If you don’t live it, it won’t come out of your horn. - Charlie Parker

Quick Shots

Potholes, pot shots, hot pockets, pot heads, hot shots.

LP CoverLover

By Scot Hacker, March 21st, 2009

Those of us old enough to remember that being obsessed with music used to mean hefting stacks of LP-filled milk crates from high school bedrooms to college dorms also have strong memories of flipping through endless stacks of musty cardboard LP sleeves in record stores. We weren’t just looking for particular music, but discovering, constantly discovering, through accident and association, the ever-branching web of vectors between artists and genres. But more than that, we were having an aesthetic experience, happily drowning in the LP cover art that became indelibly associated with the sounds we were exploring.

Pill

Today’s online music stores do their best to reproduce that spirit of discovery. Databases and their associative algorithms are able to emulate some of the connective cartilage – and even to strengthen it – but they don’t come close to duplicating the visceral experience of suddenly finding yourself staring at the absolutely unexpected, the cover art that came out of nowhere and clobbered you upside the head with some kind of jaw-dropping amazingness – amazing beauty, amazing camp, sexy stuff your 13-year-old brain wasn’t quite ready for, graphical styles you had never seen the likes of, stuff that crossed the lines of social acceptability, etc. And then there was the stuff that was just so banal it was painful — in a good way.

Accordion

Thankfully, some of that cover art is being diligently digitized and archived for generations of kids that may never have the experience we did. Utne Reader:

Matthew Glass has been collecting records for the better part of four decades. In a his Manhattan living space he has a “record room” where 10,000 records live. Framed records are his wall art. For years he sold records at the flea market on 24th Street. There are times in his life when he was frequently bringing records home by the box. None of this would surprise you if you were to spend a single short second on LP Cover Lover, the website where he posts strange record covers in daily batches. He’s got a camera on a tripod in his record room and he is forever pulling records, photographing them, and posting them to his site, which boasts a comprehensive collection of “the world’s greatest LP album covers.”

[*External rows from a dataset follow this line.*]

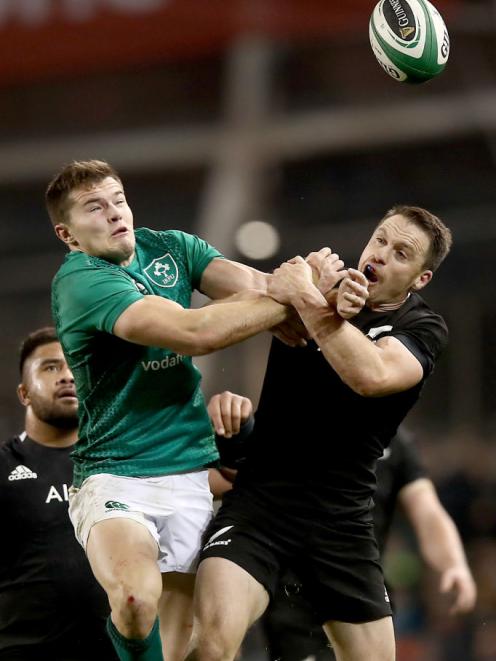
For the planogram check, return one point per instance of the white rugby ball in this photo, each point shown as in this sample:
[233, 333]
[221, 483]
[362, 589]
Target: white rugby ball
[409, 39]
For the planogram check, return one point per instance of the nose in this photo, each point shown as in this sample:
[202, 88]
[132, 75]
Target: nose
[380, 255]
[113, 213]
[65, 376]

Everyone was in on the action – even pharmaceutical companies:

Sound-Diagnosis

There was no shortage of cover art on the sexy side, playing with what was at some point in history considered “edgy” but now just appears dumb/sexist (but sometimes endearing anyway):

Bigdame

I have a soft spot in my heart for records specifically designed to show off your new stereo hi-fi system. Dad had records like “Sounds of Sebring” (30 minutes of race cars going around a track, bouncing back and forth between your headphone-clad ears) and “Ping Pong Percussion,” which was basically the same concept, applied to timpani.

Needle

Also: Feast your eyes on a spectacular pair, experience music for chubby lovers browse an entire category devoted to big heads. Much much more at LP CoverLover.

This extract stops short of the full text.